AROLDO  WILSON QUIROZ MONSALVO  

Magistrado  ponente  

STC14807-2022  

Radicación  n.° 11001-02-03-000-2022-03677-00  

(Aprobado en  sesión de dos de noviembre de dos mil veintidós)  

Bogotá,  D. C., dos (2) de noviembre de dos mil veintidós (2022).  

Se  decide la acción de tutela instaurada por Daniel  Camilo Ortiz Lasso contra  la Sala  de Casación Penal de la Corte Suprema de Justicia,  trámite  al cual se vinculó a las partes e intervinientes del proceso  objeto de queja constitucional.  

ANTECEDENTES  

1.  El promotor del amparo reclama la protección constitucional de  los derechos fundamentales al debido proceso, acceso a la  administración de justicia y petición, que dice  vulnerados por la autoridad acusada.  

Solicita,  en consecuencia, se le ordene a la accionada que «proceda  a dar pronunciamiento de fondo a recurso extraordinario de casación  o en su defecto acepte desistimiento de dicho recurso»;  y que «de  forma oficiosa, se pronuncie u ordene a quien corresponda, la  aplicación de los beneficios a los que t[iene] derecho según  la norma».  
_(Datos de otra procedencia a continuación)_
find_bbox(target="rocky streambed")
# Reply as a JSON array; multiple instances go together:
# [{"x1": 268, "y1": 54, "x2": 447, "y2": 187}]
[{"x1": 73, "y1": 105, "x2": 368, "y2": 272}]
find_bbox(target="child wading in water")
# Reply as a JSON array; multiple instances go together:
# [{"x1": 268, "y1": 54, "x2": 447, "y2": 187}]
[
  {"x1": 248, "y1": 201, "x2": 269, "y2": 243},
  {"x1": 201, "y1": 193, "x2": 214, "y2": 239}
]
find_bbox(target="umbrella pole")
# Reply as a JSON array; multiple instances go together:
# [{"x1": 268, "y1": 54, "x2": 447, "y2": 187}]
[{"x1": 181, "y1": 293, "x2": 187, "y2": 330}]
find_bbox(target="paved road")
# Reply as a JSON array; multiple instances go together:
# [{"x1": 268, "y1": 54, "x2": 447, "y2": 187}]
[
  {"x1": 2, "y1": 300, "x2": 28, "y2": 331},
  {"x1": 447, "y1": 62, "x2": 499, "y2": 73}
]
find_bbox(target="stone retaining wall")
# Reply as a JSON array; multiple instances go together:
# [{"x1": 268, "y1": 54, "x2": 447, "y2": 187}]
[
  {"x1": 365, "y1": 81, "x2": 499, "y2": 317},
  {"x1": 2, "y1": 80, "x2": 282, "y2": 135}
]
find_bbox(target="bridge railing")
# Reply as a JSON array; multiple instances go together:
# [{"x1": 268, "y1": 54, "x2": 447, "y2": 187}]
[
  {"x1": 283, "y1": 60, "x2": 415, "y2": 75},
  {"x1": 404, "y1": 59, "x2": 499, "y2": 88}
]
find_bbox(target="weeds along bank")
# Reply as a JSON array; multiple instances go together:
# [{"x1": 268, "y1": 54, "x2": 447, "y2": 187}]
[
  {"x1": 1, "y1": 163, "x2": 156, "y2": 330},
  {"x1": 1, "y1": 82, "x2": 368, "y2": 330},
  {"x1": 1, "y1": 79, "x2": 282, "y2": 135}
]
2.  Son hechos relevantes para la definición de este asunto los  siguientes:  

2.1.  Dentro  de un proceso penal, el Juzgado Segundo Penal del Circuito de Ibagué,  en sentencia de 19 de junio de 2018, condenó a Daniel  Camilo Ortiz Lasso por  la comisión de los delitos de homicidio agravado en concurso  con homicidio tentado a 18 años de prisión, decisión  que apelada, fue confirmada por la Sala Penal del Tribunal Superior  de esa ciudad, razón por la que interpuso casación.  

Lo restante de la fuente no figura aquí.